During the matrix assembly in the upcoming discretization stage, all elements from a mesh are first computed and then assembled. This means that at one point in time, the elements and the system matrix are in memory. This can be avoided by setting the option "MeshElementBlocks" to a positive integer. Then the mesh elements are split into a number of blocks. Once an element mesh block is computed, it is then assembled into the system matrix. Then the block is discarded and the next block is assembled into the same system matrix, until all blocks have been computed and assembled. With this scheme, the maximum memory consumption is the fully assembled system matrix and the size of the largest element mesh block and its computed elements. Setting "MeshElementBlocks" too large will slow down the assembly process.
During equation processing, a call to InitializePDEMethodData is made. During this call, geometric data that is needed for the finite element method is precomputed. If NDSolve`ProcessEquations is used solely for equation processing, the geometric preprocessing can be switched off.
During the discretization step, the precomputed geometry data is needed to compute the contribution of each element to the system matrices. Note that for transient systems, switching off the geometric precomputation will require that this data is recomputed in each time step. This will further increase the time needed to solve the system, but for very large systems this may be an option to obtain a solution at all.

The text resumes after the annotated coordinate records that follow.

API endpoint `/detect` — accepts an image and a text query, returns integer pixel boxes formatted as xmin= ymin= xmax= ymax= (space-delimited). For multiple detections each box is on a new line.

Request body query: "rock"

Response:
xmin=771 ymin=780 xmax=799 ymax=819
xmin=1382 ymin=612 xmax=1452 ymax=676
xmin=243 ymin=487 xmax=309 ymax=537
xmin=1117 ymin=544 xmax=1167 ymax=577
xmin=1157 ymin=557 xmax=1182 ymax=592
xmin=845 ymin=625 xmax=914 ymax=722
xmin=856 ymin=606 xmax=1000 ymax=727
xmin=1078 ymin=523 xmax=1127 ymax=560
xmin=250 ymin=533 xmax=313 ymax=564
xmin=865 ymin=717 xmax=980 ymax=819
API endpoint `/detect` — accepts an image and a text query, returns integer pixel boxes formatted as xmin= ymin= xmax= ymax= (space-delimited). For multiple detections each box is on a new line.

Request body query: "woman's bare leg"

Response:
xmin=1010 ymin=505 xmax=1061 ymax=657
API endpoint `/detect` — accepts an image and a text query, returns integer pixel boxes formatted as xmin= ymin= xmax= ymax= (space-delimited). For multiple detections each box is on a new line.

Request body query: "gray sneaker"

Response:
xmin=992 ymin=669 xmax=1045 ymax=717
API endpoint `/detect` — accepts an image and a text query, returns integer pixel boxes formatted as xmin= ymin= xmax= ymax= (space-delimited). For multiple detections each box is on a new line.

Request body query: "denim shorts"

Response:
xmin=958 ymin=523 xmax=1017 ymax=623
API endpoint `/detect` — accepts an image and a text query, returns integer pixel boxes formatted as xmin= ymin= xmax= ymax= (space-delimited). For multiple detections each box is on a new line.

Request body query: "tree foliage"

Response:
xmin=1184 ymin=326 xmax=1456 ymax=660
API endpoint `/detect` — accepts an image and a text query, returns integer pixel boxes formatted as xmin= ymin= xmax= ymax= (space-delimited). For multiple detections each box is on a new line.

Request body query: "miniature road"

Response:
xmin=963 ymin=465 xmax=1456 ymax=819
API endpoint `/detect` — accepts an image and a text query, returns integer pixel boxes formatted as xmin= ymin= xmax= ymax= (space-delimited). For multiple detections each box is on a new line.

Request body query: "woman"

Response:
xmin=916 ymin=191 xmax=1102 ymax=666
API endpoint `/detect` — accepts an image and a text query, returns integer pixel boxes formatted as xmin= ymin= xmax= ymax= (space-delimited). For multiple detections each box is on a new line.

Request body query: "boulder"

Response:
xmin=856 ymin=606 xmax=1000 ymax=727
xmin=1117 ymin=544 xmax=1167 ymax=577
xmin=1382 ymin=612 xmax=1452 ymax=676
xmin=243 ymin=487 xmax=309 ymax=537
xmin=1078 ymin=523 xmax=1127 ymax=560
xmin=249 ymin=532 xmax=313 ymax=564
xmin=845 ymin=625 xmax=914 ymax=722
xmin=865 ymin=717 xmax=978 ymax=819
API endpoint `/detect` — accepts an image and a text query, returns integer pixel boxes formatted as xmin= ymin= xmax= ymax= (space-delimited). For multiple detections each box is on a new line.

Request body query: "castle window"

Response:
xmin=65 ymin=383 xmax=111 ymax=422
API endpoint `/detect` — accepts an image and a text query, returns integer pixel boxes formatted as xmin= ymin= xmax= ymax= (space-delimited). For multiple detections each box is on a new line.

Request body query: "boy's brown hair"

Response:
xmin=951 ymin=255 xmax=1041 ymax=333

Next, there is a very subtle point to consider. The system matrices are stored in the DiscretizedPDEData data object. Those have been extracted in the preceding and stored into the symbols load and stiffness. The deployment of the boundary conditions will modify these system matrices. But since they are stored in the DiscretizedPDEData (it is possible to extract the unmodified system matrices once more), a duplicate version will be created. To avoid this and in order to save memory, the DiscretizedPDEData object can be deleted such that only one reference to the system matrices exists.